Despite court after court upholding OSF’s rights to operate, Pacific County continued to appeal the decisions until the Washington State Court of Appeals ruled in favor of OSF on April 10, 2018, ending the legal battle. The county issued OSF new permits on June 22, allowing Driscoll to operate freely again. The fight was important to him.
“If you don’t stand up for justice, what do you stand for?” he said. “OSF is the heritage, life’s work and livelihood for many people. It took decades to make it a regional destination and a vibrant community asset. Who knows if we can do that again, or how long it will take?”
On a recent summer Sunday afternoon, OSF was again that vibrant place, with a steady flow of people coming in to buy fresh oysters or clams or sit on the deck overlooking the bay with a bottle of wine.
OSF is still getting up and going, but once again offers a variety of products including a number of shellfish options, beer and wine by the glass or bottle, hot soups and Willabay (another brand owned by Driscoll) products including breading, cereal and spices.
Driscoll said the three main goals of the business have always been, “Keep the cannery standing. Keep the oyster in Oysterville and provide a place where the public can view Willapa Bay,” he said, noting that he’d also like to use the business as a way of promoting the local oyster industry. That’s why he sells shellfish from other local farms like Ekone, Goose Point, Oyster Holding company, the Herrold Family, Willapa Bay Shellfish and Elkhorn Oyster, in addition to his own oysters.
“We enjoy cooperating in farming efforts with other shellfish companies,” he said. “We would very much like to work with other shellfish companies that want to promote their shellfish in Oysterville.
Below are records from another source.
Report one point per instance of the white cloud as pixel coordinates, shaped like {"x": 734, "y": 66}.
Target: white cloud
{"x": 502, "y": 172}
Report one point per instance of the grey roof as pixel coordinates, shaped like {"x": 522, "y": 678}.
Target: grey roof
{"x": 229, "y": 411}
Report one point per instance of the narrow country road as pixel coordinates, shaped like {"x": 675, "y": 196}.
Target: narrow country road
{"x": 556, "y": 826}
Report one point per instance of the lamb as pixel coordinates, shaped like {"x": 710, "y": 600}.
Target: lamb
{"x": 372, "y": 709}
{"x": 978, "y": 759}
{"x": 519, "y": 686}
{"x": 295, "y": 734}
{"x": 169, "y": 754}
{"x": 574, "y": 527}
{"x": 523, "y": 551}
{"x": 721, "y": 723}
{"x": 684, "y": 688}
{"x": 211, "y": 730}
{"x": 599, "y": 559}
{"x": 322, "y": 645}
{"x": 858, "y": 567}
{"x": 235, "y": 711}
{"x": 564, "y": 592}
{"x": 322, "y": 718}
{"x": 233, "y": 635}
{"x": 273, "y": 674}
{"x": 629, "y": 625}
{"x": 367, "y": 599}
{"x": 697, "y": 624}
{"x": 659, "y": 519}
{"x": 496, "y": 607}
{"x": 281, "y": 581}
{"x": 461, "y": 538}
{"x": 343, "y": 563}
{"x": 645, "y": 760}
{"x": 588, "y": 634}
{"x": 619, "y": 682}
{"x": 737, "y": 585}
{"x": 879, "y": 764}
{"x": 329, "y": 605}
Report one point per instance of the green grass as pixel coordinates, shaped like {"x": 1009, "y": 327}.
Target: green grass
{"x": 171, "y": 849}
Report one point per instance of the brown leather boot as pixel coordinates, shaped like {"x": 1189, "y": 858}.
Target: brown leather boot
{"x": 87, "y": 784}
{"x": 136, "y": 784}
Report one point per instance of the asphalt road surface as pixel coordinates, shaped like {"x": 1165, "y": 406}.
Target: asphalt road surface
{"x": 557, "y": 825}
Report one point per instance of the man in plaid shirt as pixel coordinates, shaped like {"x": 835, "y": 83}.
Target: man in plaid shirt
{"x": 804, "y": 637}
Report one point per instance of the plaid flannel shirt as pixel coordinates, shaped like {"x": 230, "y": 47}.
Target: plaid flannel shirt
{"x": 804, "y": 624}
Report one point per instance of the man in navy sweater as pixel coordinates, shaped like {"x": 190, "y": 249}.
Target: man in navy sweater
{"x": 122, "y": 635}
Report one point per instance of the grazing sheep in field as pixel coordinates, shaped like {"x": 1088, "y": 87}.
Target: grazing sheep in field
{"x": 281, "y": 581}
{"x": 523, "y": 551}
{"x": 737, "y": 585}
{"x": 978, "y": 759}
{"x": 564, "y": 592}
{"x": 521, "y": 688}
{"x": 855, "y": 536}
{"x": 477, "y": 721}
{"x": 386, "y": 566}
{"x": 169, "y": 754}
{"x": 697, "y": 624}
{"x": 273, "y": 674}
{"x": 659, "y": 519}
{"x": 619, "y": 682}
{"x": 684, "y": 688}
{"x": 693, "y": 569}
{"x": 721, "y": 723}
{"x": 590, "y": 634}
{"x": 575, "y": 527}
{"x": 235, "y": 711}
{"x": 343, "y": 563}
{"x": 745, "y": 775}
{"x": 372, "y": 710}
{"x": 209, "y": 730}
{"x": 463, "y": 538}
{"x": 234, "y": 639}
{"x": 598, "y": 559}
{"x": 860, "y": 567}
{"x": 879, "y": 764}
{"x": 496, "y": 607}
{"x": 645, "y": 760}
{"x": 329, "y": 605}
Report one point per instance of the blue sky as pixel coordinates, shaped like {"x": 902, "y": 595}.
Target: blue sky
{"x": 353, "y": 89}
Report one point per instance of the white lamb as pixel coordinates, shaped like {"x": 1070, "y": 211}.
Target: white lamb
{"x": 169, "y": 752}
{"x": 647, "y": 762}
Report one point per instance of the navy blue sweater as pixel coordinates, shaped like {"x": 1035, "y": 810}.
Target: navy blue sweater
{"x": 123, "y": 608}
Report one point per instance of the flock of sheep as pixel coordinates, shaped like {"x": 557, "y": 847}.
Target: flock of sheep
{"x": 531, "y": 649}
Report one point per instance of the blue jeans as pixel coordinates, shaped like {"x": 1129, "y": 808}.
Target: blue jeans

There is probably no other place in the world where people are more interested in learning about and enjoying oysters than Oysterville.”
While things are still “getting back to normal,” OSF has been through the “worst of times.” Maybe now it’s time to start having some of those “best of times?”
“I think, in some ways it’s the best it’s ever been, because we appreciate it,” he said.
Oysterville Sea Farms is currently open everyday through September and every weekend year round.